Still, mobile wallets and peer-to-peer payment are relatively new compared to other methods, like cash, credit cards, checks or even digital payments like PayPal. Apple Pay and Google Pay (formerly Android Pay) are the two standard NFC-based solutions supported by most retailers today. Let's take a look.
Launched in 2014, Apple Pay is a mobile payment service that allows individuals to purchase goods and services on a wide variety of devices the multinational tech company produces, such as the iPad, iPhone, or Apple Watch. By syncing debit cards with their mobile devices, users can buy virtually anything they want, so long merchants accept Apple Pay, which an increasing number of companies do. Indeed, according to the Verge, more than one-third of merchants allow for Apple Pay.
Soon, the tech giant says, Apple Pay users will be able to ask Siri - the voice-activated personal assistant that comes standard with mobile devices - to send money in the form of a text message.
A rival to Apple Pay is Google Pay. Owned by Google, some say Google Pay is not as omnipresent as Apple's offering, mainly because Apple has a wider array of mobile platforms, including tablets, watches and of course smartphones. However, it's every bit as user-friendly and is operated in much the same manner. When buyers are ready to pay for their service or merchandise, they can hold their devices up to the terminal.

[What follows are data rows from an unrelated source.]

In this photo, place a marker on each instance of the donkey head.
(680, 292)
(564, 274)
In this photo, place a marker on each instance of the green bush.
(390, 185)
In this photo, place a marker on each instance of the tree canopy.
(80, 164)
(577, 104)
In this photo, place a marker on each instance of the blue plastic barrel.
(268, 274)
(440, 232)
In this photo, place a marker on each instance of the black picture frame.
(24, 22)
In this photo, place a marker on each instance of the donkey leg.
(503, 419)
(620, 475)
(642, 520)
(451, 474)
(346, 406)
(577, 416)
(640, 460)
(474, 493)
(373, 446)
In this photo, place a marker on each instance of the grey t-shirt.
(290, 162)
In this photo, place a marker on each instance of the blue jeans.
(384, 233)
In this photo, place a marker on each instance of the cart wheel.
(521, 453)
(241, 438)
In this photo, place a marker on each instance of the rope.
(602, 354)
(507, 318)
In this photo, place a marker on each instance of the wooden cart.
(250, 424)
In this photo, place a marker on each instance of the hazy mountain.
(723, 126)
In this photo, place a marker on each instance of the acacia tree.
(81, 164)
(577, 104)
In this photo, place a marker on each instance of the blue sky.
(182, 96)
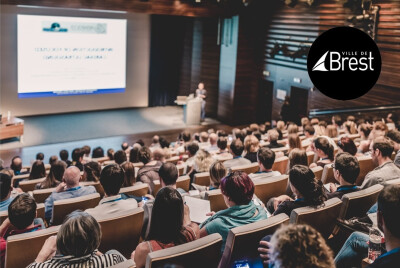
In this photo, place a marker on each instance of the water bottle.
(375, 244)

As it happens, the availability of Google Pay may in fact be on par with Apple's mobile payment system. According to Android Headlines, 34 percent of card issuers accept it in the U.S. It's becoming more of an option in other parts of the world as well, specifically Spain, Russia, Taiwan, Canada and Belgium.
There's no denying that cash is still widely used, as indicated in a study obtained by Bloomberg regarding the spending habit of 18,000 people in half a dozen countries. But it's also true that mobile payments are here to stay, making mobile not just a priority for business owners but a necessity.